Süddeutsche Zeitung

Abgas-Skandal:Kabarett statt Kontrolle

Nach der Betrugsaffäre um Dieselmotoren müsste der VW-Konzern Schadenersatz von seinem früheren Vorstandschef verlangen. Stattdessen wird dieser geschont. Der Chef des Aufsichtsrats sollte zurücktreten.

Von Klaus Ott

Mehr als fünf Jahre ist es her, dass US-Behörden die Abgasmanipulationen bei Volkswagen enthüllt haben. Mehr als 30 Milliarden Euro hat die Dieselaffäre den Autokonzern bis heute gekostet. Doch Ex-Vorstandschef Martin Winterkorn, in dessen Amtszeit das Unternehmen auf kriminelle Abwege geriet, wird von VW immer noch geschont. Der Aufsichtsrat hat es bis heute nicht geschafft, Schadenersatz vom einstigen Vorstandschef zu fordern. Der vielfache Millionär Winterkorn muss nichts hergeben von seinem Vermögen.
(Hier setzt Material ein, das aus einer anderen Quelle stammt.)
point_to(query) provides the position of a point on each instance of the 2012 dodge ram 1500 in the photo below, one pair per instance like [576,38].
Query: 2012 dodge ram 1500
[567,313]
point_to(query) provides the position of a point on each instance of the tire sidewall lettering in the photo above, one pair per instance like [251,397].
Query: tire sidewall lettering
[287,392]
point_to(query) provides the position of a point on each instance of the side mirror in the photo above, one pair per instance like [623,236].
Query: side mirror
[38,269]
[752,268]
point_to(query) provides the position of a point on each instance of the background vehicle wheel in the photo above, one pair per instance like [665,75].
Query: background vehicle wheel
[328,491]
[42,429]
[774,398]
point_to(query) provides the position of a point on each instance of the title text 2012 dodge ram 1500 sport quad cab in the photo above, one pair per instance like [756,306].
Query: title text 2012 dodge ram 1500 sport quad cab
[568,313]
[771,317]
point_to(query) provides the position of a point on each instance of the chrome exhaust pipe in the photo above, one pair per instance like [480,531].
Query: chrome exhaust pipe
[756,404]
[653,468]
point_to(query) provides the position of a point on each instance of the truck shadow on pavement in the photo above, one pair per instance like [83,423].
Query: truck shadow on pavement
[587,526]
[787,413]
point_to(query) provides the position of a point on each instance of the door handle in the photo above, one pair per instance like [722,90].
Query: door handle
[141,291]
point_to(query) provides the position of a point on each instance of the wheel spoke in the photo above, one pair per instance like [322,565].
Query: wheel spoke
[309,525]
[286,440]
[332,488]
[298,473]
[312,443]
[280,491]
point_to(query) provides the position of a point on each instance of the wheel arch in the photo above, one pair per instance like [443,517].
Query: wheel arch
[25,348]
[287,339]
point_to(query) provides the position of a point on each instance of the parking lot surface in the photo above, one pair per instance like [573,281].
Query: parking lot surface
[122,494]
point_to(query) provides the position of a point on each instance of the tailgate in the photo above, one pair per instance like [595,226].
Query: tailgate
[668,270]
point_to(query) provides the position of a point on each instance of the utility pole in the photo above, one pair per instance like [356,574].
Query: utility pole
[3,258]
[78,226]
Dieser Umgang des Aufsichtsrats und der Haupteigner von Volkswagen mit der Affäre ist dreist, grotesk und verantwortungslos.

Piëch, Porsche, Pötsch - diese drei Namen stehen für Abwiegeln, Schönreden und eine Unternehmenskultur, die nichts mit Kultur zu tun hat. Die Milliardärsfamilien Piëch und Porsche sind Hauptaktionäre von Volkswagen. Ihnen kommt es offenbar nur darauf an, ihren eigenen Reichtum zu mehren. An Aufklärung haben sie anscheinend kein Interesse. Die Piëchs und Porsches haben nach Beginn der Affäre ihren Vertrauten Hans Dieter Pötsch als Aufsichtsratschef eingesetzt, obwohl dieser zuvor als Finanzchef des Konzerns mit Winterkorn im Vorstand saß.

VW spricht nach fünf Jahren von einer "inzwischen weit fortgeschrittenen" Prüfung zur Rolle Winterkorns. Wer nachfragt, bekommt folgende Antwort: "Das ist weiter als fortgeschritten und weniger als abgeschlossen." Das klingt nach Kabarett, nicht nach Kontrolle. Pötsch greift nicht durch, er ist eher die Karikatur eines Aufsichtsratschefs. Wahrscheinlich lässt er Schadenersatzforderungen gegen Winterkorn noch ewig prüfen, um seinen alten Weggefährten zu schonen.

Winterkorn hat bei Volkswagen ein Spitzensalär bezogen, aber bei der Organisation des Unternehmens keine Spitzenleistungen geliefert, sondern schmählich versagt. Nur so konnte es zu den Betrügereien kommen, von denen der einst schier allmächtige Konzernchef während seiner Amtszeit auch noch erfahren haben soll (was er bestreitet). Gegen Winterkorn liegt inzwischen viel mehr Belastendes vor, als das einst bei Siemens und Heinrich von Pierer der Fall war - bis hin zu einer Betrugsanklage. Siemens, ebenfalls einer der führenden deutschen Industriekonzerne, hatte jahrzehntelang weltweit Schmiergeld gezahlt, um lukrative Aufträge zu erhalten. Pierer, erst Vorstands- und dann Aufsichtsratschef, wollte davon nichts mitbekommen haben.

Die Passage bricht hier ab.